La psiquiatría es la única rama de la medicina que tiene vergüenza de utilizar la palabra “enfermedad” para definir eso de que se ocupa, y por eso llama a sus afecciones como “trastornos”, un eufemismo que traduce el vocablo inglés “desórdenes”. ¿Qué saber autoriza al médico para “clasificar” a los seres humanos entendiendo que padece de “trastornos de la personalidad”, que son anormales o peligrosos y que requieren de “tratamientos”?

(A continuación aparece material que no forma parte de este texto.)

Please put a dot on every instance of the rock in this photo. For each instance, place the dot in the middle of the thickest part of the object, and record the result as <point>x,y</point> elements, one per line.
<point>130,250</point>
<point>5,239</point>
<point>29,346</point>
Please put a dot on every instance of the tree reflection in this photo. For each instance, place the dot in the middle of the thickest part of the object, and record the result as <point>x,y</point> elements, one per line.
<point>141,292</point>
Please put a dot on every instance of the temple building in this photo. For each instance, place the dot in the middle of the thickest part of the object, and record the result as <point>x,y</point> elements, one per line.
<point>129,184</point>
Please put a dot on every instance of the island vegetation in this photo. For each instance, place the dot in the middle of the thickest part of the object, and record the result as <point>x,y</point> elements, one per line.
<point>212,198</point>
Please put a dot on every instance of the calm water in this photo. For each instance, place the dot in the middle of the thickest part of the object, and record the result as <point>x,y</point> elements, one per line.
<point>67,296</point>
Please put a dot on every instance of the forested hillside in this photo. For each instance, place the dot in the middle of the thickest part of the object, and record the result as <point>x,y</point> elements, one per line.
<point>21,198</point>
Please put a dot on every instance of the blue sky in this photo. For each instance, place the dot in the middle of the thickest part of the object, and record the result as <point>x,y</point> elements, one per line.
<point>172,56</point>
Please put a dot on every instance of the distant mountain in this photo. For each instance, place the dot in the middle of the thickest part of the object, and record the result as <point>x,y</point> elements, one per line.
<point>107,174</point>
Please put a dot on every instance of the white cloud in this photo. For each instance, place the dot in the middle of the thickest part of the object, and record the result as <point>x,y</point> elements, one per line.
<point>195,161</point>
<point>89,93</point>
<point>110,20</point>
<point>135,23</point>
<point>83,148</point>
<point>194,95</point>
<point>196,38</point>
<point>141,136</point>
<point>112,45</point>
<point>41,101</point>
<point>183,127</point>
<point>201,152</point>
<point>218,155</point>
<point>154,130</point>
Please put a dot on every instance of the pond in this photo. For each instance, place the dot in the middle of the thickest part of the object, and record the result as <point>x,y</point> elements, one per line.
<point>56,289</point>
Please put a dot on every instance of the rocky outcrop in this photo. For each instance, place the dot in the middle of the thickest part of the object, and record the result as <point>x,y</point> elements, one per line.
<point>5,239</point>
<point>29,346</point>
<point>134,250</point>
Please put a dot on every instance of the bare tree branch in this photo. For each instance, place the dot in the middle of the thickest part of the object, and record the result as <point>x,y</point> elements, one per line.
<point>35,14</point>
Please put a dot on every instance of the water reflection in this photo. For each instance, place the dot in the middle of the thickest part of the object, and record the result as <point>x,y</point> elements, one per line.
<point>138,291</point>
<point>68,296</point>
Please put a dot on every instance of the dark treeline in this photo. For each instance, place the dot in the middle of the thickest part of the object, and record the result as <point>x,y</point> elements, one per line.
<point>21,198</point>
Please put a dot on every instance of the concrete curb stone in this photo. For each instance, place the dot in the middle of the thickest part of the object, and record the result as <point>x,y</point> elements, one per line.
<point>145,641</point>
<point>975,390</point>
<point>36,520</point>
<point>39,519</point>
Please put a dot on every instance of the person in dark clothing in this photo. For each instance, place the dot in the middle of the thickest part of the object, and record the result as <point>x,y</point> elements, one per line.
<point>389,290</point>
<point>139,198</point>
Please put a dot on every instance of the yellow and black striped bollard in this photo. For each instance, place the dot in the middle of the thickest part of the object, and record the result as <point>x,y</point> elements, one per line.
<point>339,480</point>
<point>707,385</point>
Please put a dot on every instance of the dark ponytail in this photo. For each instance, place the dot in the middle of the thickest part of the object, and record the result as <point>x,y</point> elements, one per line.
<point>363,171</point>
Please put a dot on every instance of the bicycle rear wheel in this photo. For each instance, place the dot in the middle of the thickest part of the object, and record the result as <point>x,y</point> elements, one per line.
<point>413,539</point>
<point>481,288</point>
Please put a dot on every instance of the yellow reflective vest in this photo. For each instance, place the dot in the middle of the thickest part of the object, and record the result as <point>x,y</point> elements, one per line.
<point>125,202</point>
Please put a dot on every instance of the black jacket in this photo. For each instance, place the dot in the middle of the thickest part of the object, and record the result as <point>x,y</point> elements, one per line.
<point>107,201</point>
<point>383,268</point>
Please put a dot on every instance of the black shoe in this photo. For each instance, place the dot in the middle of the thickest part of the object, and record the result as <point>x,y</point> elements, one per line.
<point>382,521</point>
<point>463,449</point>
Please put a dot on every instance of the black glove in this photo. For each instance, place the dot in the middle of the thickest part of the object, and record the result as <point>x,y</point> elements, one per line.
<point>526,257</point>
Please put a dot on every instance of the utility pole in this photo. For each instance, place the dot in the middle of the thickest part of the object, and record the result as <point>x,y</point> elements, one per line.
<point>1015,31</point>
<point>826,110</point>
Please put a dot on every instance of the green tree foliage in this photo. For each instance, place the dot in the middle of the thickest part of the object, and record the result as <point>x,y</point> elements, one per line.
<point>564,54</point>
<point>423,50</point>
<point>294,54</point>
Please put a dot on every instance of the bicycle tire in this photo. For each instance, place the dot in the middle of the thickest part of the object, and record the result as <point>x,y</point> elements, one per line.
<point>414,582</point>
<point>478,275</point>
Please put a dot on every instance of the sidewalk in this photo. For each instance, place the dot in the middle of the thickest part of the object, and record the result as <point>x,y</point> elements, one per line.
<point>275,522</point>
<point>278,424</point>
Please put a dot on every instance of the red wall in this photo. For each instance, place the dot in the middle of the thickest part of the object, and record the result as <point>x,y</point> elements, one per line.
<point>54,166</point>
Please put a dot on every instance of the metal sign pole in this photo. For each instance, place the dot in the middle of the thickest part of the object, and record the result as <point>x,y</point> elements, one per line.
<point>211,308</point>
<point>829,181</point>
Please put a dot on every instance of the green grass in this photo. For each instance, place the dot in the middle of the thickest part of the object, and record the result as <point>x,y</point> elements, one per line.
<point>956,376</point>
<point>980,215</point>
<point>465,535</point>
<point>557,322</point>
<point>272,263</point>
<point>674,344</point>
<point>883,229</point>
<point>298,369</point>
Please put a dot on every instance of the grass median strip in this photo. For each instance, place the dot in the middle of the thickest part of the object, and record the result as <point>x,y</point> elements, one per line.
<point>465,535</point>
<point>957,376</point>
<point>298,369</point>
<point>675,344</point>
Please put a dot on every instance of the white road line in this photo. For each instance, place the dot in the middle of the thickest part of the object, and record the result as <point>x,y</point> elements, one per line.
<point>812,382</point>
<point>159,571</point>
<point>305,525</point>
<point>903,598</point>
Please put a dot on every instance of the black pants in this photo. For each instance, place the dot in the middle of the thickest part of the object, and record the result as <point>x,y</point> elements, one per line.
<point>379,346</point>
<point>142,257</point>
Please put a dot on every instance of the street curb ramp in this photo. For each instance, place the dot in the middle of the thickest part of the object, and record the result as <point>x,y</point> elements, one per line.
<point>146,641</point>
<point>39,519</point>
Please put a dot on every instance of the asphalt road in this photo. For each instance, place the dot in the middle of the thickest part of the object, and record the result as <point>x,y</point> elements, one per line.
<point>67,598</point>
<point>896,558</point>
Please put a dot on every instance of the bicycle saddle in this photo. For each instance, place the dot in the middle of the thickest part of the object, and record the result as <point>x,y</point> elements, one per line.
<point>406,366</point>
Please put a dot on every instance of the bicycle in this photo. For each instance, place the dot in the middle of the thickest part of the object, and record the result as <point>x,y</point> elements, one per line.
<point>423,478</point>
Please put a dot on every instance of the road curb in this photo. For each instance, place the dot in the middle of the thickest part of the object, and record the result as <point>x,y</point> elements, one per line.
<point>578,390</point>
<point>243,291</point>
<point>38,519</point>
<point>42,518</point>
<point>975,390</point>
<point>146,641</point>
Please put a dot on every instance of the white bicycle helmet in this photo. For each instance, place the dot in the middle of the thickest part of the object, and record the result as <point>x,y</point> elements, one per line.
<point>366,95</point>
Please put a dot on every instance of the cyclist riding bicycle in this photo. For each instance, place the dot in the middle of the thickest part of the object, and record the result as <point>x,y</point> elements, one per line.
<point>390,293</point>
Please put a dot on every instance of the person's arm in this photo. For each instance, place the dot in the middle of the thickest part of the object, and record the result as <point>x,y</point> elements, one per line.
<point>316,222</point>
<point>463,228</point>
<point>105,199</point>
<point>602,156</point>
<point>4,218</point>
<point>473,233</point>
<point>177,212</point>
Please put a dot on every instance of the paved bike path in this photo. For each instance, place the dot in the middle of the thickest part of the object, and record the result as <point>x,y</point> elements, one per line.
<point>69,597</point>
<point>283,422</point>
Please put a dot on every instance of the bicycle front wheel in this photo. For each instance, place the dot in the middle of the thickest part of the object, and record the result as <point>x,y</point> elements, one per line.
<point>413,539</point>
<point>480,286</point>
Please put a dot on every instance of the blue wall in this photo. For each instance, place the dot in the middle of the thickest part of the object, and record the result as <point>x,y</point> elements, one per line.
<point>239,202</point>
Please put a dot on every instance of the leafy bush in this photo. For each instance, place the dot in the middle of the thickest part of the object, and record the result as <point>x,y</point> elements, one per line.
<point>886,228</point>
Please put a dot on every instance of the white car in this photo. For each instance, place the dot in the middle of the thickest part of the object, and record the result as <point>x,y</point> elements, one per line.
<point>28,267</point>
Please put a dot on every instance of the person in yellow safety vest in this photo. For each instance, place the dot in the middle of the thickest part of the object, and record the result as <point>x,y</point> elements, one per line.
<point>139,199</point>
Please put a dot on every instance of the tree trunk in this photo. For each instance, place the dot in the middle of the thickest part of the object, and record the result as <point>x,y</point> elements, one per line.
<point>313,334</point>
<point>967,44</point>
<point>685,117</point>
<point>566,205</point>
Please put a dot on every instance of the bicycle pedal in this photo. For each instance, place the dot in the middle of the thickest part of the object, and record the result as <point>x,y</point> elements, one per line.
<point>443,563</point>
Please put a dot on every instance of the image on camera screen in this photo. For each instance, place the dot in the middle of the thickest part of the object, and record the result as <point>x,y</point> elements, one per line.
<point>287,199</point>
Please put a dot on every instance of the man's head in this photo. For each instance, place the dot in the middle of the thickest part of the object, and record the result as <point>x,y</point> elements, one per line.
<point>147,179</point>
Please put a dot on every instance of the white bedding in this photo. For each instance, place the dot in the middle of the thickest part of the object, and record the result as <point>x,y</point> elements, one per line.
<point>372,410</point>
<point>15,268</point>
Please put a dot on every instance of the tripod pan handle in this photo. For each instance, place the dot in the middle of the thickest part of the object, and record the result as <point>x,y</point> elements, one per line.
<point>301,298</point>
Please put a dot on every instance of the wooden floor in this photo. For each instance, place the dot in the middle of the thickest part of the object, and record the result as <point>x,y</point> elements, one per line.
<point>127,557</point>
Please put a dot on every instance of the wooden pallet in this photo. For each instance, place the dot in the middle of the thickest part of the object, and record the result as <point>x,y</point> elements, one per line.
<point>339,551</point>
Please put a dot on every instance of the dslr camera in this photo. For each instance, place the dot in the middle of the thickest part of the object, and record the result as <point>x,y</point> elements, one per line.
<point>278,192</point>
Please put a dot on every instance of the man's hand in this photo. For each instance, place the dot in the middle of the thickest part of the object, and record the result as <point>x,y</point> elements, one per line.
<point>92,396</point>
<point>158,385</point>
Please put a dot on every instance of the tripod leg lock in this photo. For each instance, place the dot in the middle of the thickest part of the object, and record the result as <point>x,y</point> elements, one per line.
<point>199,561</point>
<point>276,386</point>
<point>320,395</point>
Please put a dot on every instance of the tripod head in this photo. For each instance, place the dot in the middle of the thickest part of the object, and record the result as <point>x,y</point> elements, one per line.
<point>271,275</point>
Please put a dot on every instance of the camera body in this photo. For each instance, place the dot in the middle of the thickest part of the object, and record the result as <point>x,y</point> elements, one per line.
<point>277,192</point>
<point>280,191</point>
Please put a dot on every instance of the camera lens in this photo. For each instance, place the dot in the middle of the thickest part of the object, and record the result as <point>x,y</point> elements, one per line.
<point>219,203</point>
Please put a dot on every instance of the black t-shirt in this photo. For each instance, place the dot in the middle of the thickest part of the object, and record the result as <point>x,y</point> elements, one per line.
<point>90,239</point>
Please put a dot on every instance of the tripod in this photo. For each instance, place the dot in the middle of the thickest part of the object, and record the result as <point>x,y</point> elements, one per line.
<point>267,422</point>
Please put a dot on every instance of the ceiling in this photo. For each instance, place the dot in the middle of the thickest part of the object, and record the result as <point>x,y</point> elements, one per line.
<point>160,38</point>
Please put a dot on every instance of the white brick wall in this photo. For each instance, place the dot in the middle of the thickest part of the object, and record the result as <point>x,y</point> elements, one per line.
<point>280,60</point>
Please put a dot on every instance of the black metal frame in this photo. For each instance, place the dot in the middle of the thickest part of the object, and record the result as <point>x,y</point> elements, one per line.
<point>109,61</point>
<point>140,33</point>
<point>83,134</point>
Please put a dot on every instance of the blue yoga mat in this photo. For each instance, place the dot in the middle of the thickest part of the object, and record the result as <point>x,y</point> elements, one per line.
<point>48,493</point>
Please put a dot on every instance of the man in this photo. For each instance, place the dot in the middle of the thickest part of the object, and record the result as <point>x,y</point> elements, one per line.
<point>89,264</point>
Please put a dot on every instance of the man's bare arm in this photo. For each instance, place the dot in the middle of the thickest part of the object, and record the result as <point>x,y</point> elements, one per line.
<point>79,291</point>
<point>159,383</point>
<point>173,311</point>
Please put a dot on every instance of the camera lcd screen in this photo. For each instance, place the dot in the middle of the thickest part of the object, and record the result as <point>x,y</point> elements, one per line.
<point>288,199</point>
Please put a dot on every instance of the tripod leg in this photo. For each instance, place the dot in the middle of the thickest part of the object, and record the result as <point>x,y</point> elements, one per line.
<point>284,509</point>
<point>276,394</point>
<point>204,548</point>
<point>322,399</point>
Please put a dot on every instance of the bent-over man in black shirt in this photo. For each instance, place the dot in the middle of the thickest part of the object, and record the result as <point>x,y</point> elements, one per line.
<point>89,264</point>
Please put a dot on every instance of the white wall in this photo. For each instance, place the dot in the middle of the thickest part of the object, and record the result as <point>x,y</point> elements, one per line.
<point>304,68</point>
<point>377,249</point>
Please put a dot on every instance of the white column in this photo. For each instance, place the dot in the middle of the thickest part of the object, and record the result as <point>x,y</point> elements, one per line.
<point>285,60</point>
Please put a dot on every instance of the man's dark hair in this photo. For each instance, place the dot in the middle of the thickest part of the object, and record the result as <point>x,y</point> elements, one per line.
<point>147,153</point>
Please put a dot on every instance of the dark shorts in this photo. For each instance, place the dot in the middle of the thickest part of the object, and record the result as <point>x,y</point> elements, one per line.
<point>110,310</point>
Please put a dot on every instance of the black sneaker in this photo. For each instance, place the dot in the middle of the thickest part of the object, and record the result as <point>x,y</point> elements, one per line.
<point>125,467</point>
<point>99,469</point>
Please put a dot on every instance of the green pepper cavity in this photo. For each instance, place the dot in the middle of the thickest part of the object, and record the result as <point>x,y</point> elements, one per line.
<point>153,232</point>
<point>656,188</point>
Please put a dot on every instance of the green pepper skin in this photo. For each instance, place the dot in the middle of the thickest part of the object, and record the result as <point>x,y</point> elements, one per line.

Queda claro que esa estrategia del lenguaje, de aspecto “científico”, es una maniobra que forma parte de un proyecto de “medicalización” de la vida, de atribución de un mercado de sufrimiento a una profesión que intenta manejar el malestar en la cultura con drogas producidas por las compañías farmacéuticas y con marbetes diagnósticos que descalifican a quienes los reciben pero que permiten la mutua comprensión entre los administradores.
La empresa clasificatoria es la llave maestra para (uni)formar a los psiquiatras y estimular en ellos el sueño de explicar las dificultades de los sujetos como efectos de factores “biológicos”: los genéticos o las perturbaciones funcionales del cerebro… como si se pudiera comprender una polonesa de Chopin estudiando el ADN del músico o las manos de Rubinstein o la centellografía cerebral del oyente.
En mayo de 2013 se proclamó oficialmente el DSM-5, redactado por especialistas de la Asociación Psiquiátrica de Estados Unidos, un “manual estadístico y diagnóstico” con el que se pretende “unificar” y “digitalizar” los diagnósticos para servir a los fines de la industria, el estado y las compañías de seguros. Clasificar en psiquiatría exhibe y discute la última expresión de esa ominosa empresa de encasillar “anomalías” que no se llegan a entender para encargar a la medicina el cuidado de las “normas” y el “orden” dejando al derecho la relación con las “reglas” y la “ley”.